Still I did discover that until that date the unified Upper and Lower Kingdoms of Egypt had been ruled by a succession of kings for many centuries, every one of whom ruled in the name of Heru, a god the Greeks called "Horus," the son of Osiris, the first king.
Heru had succeeded his slain father only after a struggle for the throne with his uncle Seth, the brother and murderer of Osiris, for Seth also claimed the throne of the Two Lands.
In about 1,540 BCE, Seth the Lord of the South, or his followers, had taken the throne and crown when a weak old king named Ahmose had apparently been murdered by the priests of Amun, to make way for Seth to rule at last.
Had it always been so?
Were the subsequent dynasties and kings and queens who ruled Egypt in the name of Seth and his wife Nephthys in the history books before the NEB experiment? Or had history been altered somehow, and had it once been different?
I have been unable to determine this, and perhaps it is not possible. Perhaps Henry's assignment on this was more of a koan or riddle, an insoluble paradox than a linear search for what happened.
As I have stated, I cannot determine the answer. If as Henry hinted, he felt that things had been changed, perhaps the nature of time travel itself makes this a meaningless mobius-strip to follow. I must admit that I don't understand time at all.
The only thing I discovered that suggests he might have been right or partly right in this is the fact that until 1,540 BCE Egypt was ruled in the name of Osiris and his son Heru, the Golden Falcon, the Avenger of his Father. The images and inscriptions of this particular Sun God were methodically destroyed and eradicated at about that time. But in the complex mesh of Egyptian culture, we know that until then Heru was venerated as the Lord of Light.
After then, Seth and his sister-wife Nephthys, the Lord and Lady of Twilight became the models of royalty and divinity until the long decline of Egypt ended.
Henry always told me I would be quite at home in ancient Egypt. I always told him I didn't believe it, but maybe he was right!
One of the memories that haunts me the most, and most clearly stands before me (literally) for they are now mine, and I am looking at them this moment, is the two small gold figurines from the Eighteenth Dynasty of Egypt. Henry discovered these in the hands of an unscrupulous antiquities dealer. I must admit that Henry knew quite a few of those. Perhaps these exquisite little figures were stolen; at some point someone removed them from Egypt itself. Scientific study has verified their origins and antiquity.
They are a little couple, seated side-by-side on twin thrones, atatched to a single base.
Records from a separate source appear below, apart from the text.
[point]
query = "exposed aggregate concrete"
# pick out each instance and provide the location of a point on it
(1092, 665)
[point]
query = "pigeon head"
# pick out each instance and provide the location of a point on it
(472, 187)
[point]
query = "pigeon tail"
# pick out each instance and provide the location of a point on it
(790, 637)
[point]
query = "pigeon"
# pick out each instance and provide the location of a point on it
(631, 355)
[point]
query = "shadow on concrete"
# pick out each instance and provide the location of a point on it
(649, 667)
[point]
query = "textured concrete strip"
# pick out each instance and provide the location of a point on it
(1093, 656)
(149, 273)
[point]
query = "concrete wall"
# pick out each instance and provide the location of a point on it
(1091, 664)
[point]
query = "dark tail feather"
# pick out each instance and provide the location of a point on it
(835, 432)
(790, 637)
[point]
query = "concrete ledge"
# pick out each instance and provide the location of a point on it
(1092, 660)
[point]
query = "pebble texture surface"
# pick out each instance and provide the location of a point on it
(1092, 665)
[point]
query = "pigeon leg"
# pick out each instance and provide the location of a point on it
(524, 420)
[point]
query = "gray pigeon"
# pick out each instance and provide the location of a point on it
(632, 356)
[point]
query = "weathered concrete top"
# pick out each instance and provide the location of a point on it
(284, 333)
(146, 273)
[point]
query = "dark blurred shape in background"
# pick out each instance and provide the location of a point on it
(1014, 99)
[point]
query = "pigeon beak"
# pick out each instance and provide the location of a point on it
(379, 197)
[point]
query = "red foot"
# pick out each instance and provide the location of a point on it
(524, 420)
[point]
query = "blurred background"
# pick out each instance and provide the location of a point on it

The hieroglyphics on the bottom of the base identify them as "Lord Seth and Lady Nephthys."
The most striking thing about them however is that perhaps, as Henry insisted, these tiny golden deities some six thousand years old are portraits of Nick Sealmarsh and Heru Castle. I have many times compared them with holographs of Castle and Sealmarsh. Lord Seth looks exactly like Nick and Lady Nephthys looks exactly like Heru. It appears the beautiful little statuettes were rendered as lifelike portraits, rather than idealized images!
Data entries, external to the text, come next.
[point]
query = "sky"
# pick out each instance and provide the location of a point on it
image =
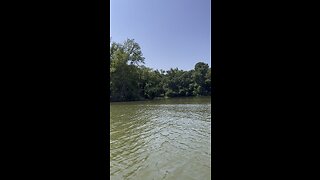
(171, 33)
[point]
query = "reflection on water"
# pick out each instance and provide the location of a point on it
(161, 139)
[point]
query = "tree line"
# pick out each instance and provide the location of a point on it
(131, 80)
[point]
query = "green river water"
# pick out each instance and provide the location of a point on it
(161, 139)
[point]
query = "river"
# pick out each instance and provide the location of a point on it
(161, 139)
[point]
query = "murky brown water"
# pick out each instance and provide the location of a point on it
(161, 139)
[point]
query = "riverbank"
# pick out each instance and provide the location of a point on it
(157, 98)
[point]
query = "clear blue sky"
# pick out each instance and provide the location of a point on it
(171, 33)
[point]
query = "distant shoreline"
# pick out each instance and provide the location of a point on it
(160, 98)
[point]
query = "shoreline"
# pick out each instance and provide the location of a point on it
(159, 98)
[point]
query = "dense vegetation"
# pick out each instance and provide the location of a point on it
(131, 80)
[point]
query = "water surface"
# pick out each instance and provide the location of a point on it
(161, 139)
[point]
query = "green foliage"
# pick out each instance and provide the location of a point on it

He sits with the crossed crook and flail at his chest, and wears a slight smile beneath his mustache--the facial hair rare though not unknown from Egypt--and she has the symbol of a house on top of her head. I don't think it is only that Henry suggested this resemblance. Many others have confirmed the obvious likeness. They sit before me now.
(This diagram of what Henry Aaron Plantagenet called the NEB Process is based on his original sketch. For some text description he wrote, click HERE.)
Only what always puzzled me--and you can tell that I have many, many unsolved puzzles in my life--was when Henry asked me, not long after returning from ancient Egypt, "Was anything basically different before we went and returned? I mean, was history different? Or culture, or religion? We switched some important things around, I think. Everything should have changed quite drastically . . ."
I couldn't say that it had. But of course things certainly changed.